China Naming Network - Eight-character query< - When do people queue up, they generally feel that time passes faster?

When do people queue up, they generally feel that time passes faster?

I believe that everyone has encountered such an experience in life:

When you go to the supermarket to check out, the queue is always the slowest. You can't resist switching to FMCG. As a result, you will magically find that the team that just changed in starts to move, but the team that you originally lined up has become very fast.

Queuing has become a kind of metaphysics: it seems that your queue is always the slowest, no matter how you change it, it is useless. Is there justice in this?

Actually, there really is. Dig deep, this seemingly simple thing actually contains a series of complex principles such as probability theory and psychology. ......

0 1 This is a probability problem.

First of all, this is a very simple probability problem. But when there are more than three people in the queue, the probability that you just choose the fastest team is only one-third.

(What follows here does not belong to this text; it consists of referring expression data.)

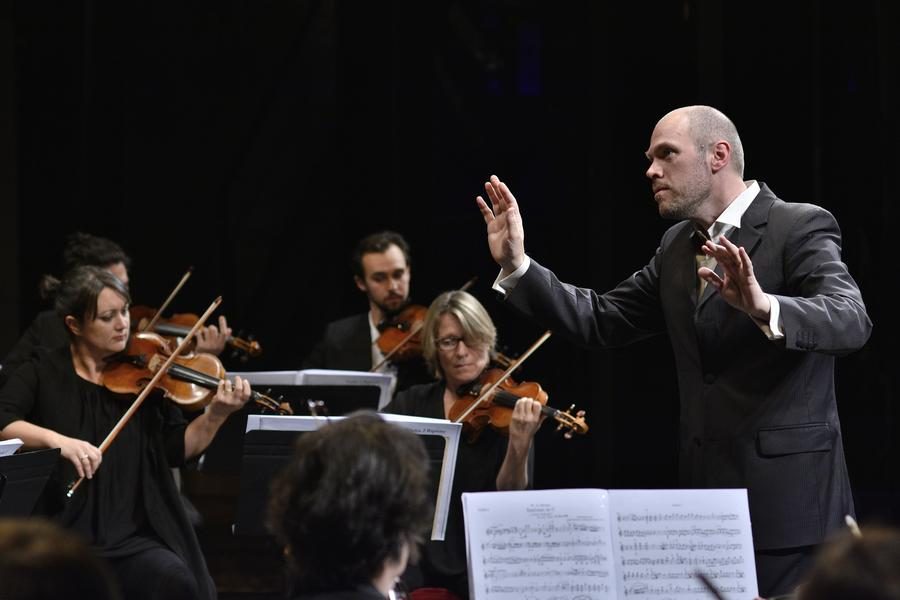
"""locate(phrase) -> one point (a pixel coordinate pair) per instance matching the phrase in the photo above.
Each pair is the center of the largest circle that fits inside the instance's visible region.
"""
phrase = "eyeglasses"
(448, 343)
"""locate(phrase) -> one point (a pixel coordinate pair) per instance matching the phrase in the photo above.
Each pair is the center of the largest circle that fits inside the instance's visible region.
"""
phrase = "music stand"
(22, 479)
(269, 444)
(224, 453)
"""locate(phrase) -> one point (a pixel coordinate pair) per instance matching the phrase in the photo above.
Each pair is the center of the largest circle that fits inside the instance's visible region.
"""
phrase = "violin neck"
(209, 382)
(507, 399)
(193, 376)
(172, 330)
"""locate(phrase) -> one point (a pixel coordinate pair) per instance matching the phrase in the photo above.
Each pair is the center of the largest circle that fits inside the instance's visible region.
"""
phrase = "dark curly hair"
(86, 249)
(856, 568)
(76, 294)
(354, 494)
(377, 243)
(40, 560)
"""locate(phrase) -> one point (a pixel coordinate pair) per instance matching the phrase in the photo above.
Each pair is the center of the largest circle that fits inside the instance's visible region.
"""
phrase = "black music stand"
(268, 450)
(22, 479)
(224, 453)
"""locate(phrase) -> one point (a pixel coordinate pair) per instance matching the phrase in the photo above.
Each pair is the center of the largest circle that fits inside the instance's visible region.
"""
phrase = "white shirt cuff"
(504, 285)
(772, 329)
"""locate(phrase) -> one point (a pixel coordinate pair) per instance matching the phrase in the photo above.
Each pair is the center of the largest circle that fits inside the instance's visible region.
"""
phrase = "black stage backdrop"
(257, 141)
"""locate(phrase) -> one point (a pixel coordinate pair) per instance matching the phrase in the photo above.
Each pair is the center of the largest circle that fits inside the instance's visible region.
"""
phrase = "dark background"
(257, 141)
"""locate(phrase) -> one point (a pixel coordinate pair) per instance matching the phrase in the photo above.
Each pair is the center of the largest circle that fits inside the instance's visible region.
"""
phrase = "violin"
(401, 337)
(179, 324)
(495, 409)
(191, 381)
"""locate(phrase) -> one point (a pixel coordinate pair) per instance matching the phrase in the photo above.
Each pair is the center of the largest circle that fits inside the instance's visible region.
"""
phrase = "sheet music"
(418, 425)
(540, 545)
(662, 537)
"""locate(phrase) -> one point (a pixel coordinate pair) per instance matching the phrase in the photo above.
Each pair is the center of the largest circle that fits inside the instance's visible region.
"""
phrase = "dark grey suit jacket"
(755, 413)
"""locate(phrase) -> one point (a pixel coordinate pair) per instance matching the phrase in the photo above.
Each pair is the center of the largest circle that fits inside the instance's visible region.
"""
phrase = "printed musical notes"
(595, 544)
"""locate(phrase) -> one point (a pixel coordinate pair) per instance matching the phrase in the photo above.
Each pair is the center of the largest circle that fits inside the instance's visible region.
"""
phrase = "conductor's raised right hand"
(506, 235)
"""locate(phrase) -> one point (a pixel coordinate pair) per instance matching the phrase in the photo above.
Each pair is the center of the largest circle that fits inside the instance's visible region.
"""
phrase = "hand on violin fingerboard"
(230, 396)
(212, 339)
(526, 420)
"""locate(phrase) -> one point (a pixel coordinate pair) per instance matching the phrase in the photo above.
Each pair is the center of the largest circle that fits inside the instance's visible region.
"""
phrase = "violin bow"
(148, 388)
(165, 305)
(512, 367)
(413, 331)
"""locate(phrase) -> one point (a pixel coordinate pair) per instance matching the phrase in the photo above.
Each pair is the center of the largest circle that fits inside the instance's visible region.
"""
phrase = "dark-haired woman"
(351, 508)
(129, 509)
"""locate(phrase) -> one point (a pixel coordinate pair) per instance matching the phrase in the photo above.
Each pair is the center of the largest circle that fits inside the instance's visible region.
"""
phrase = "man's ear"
(73, 325)
(720, 156)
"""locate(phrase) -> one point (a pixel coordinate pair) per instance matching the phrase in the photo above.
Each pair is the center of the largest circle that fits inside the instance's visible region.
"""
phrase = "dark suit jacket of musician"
(347, 344)
(754, 413)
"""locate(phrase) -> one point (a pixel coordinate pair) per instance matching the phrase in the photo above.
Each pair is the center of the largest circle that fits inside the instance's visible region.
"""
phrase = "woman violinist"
(129, 510)
(458, 342)
(48, 331)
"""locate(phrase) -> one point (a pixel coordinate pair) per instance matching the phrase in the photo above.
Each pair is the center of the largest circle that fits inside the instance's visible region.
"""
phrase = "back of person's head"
(353, 498)
(376, 243)
(709, 125)
(84, 249)
(856, 568)
(40, 561)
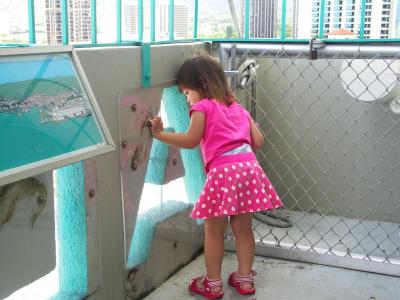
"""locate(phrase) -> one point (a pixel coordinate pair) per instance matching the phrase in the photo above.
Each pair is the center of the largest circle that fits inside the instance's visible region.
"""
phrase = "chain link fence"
(332, 152)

And when there are more people in the team, this probability will continue to decline.

So from the perspective of probability, it is normal to choose a slower team. However, the probability of "ruthlessness" is not the only reason why we feel that we are always in the "slow queue".

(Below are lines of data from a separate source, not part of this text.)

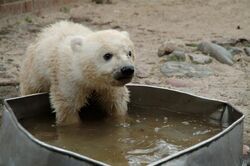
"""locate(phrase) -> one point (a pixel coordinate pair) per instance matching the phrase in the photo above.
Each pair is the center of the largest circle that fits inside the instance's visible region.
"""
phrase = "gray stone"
(166, 49)
(2, 68)
(217, 52)
(184, 69)
(235, 50)
(200, 59)
(247, 51)
(176, 56)
(169, 46)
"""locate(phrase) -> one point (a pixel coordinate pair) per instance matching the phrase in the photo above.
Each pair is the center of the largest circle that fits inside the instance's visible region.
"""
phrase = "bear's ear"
(76, 43)
(125, 33)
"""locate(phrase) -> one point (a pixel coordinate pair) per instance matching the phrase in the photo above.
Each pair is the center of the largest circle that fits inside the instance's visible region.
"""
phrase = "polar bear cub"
(71, 62)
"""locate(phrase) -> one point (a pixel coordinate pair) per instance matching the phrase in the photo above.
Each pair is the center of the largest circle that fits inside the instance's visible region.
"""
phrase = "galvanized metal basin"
(19, 147)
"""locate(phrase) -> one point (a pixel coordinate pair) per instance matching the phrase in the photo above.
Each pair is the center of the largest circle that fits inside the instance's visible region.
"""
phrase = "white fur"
(67, 61)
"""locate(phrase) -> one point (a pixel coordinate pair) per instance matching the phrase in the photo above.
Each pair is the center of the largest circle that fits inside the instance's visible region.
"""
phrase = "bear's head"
(105, 57)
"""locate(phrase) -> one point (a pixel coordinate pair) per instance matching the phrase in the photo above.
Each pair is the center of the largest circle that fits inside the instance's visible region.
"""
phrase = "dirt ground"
(149, 23)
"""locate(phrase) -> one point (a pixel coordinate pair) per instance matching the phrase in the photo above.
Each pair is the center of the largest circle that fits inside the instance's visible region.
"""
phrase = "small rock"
(175, 82)
(166, 49)
(216, 51)
(247, 51)
(176, 56)
(185, 123)
(169, 46)
(2, 68)
(199, 59)
(184, 69)
(235, 50)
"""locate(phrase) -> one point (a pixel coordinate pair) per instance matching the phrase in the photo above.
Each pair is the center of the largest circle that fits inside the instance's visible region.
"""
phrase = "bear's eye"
(107, 56)
(129, 53)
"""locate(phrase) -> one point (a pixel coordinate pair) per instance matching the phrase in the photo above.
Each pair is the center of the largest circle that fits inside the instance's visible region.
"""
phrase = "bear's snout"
(124, 74)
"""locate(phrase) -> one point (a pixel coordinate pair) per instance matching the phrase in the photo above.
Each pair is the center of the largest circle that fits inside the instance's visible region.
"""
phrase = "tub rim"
(160, 161)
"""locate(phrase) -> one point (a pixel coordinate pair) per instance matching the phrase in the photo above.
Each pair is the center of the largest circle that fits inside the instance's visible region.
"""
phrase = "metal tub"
(19, 147)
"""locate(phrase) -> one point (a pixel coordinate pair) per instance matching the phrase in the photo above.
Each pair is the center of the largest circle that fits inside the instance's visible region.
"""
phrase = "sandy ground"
(150, 23)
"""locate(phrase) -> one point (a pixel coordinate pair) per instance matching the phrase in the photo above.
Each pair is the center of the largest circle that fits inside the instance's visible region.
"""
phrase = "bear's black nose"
(127, 70)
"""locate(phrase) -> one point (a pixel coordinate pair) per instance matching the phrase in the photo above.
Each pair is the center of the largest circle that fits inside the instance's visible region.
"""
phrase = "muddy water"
(140, 139)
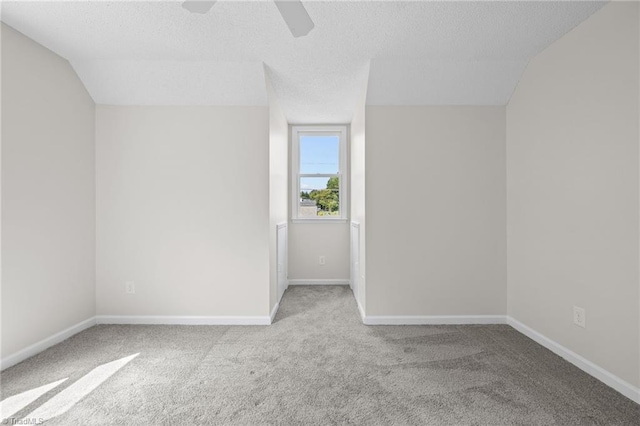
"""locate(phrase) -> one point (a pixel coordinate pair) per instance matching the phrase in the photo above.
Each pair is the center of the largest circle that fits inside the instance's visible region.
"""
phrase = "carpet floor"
(316, 365)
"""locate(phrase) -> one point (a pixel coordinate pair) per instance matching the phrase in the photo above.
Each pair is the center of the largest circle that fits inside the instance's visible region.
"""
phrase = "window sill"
(323, 220)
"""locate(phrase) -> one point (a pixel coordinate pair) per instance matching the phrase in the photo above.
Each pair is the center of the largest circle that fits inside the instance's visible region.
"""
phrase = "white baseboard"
(43, 344)
(341, 281)
(183, 320)
(274, 311)
(609, 379)
(433, 319)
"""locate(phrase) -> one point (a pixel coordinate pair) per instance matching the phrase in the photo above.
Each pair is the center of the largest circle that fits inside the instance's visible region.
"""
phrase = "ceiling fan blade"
(198, 6)
(296, 17)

Your feelings are deceiving you.

We often say that happy times are always short. The subtext of this sentence is that when you are unhappy, it is always very ... not too long. ......

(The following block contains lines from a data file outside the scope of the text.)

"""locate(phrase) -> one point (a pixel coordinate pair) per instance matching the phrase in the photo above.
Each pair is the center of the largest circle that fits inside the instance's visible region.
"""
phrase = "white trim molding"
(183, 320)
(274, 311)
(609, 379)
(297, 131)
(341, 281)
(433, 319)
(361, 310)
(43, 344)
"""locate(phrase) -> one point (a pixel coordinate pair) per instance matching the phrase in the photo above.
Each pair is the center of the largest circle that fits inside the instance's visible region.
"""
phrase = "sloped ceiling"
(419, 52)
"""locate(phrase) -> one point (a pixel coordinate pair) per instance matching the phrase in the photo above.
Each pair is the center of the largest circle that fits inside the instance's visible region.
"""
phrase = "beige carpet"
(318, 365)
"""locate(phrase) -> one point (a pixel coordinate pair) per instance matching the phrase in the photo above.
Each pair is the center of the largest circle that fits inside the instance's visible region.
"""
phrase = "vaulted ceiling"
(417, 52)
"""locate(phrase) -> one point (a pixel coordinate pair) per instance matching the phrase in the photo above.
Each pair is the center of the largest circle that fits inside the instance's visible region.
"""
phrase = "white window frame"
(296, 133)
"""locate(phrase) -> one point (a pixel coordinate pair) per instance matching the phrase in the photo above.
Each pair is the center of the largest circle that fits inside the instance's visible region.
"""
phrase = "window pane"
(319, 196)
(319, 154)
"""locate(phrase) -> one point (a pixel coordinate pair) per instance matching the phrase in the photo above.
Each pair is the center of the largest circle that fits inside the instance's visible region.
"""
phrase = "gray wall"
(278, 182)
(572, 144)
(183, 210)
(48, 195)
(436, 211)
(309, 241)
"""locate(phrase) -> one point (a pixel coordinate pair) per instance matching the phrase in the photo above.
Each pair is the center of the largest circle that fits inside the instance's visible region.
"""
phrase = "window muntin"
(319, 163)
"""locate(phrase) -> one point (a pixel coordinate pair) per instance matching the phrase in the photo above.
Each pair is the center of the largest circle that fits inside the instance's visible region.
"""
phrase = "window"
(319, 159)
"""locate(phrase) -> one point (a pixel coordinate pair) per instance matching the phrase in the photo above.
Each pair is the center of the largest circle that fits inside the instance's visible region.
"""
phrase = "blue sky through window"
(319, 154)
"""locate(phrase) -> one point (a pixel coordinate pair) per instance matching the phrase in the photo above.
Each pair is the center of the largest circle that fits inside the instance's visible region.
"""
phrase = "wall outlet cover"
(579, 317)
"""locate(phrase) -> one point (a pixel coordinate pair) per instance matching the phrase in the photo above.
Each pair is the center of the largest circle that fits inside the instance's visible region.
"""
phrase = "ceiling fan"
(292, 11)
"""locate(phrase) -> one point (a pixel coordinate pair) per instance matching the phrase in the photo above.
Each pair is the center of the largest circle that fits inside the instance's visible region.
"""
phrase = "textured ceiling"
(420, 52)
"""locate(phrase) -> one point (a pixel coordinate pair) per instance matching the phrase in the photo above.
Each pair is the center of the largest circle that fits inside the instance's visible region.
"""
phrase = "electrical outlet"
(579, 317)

Richard Larson, an expert at Massachusetts Institute of Technology, told us that on average, people think they spend 36% more time in line than they actually do! In other words, we added a "slow filter" to the queue ourselves. ......

He also pointed out that in order to reduce the bad experience of tourists due to queuing, amusement parks such as Disney tried their best to "cheat" tourists' brains and make the queuing time fleeting.

For example, tourists are separated by a wall, so that the queue is zigzag, so that you can't know how many people are in front, thus inhibiting your impulse to quit the team;

Or make the waiting area dazzling, when you are immersed in it, the waiting time becomes less important;

The last trick to deceive the brain is "time warp": the sign on the queue route says you need to wait 1 hour, but you will always arrive before that. Because the process of queuing is faster than expected, we will feel as if we have earned a few minutes.

03 "Error Correlation Effect"

After reading the explanation of the queuing experts, there is a psychologist.

As early as 1967, psychologists Loren and Chapman put forward a psychological concept:

Error correlation effect

Faced with two groups of random unusual events, human beings always tend to overestimate the correlation between them, although in fact, they are two unrelated things.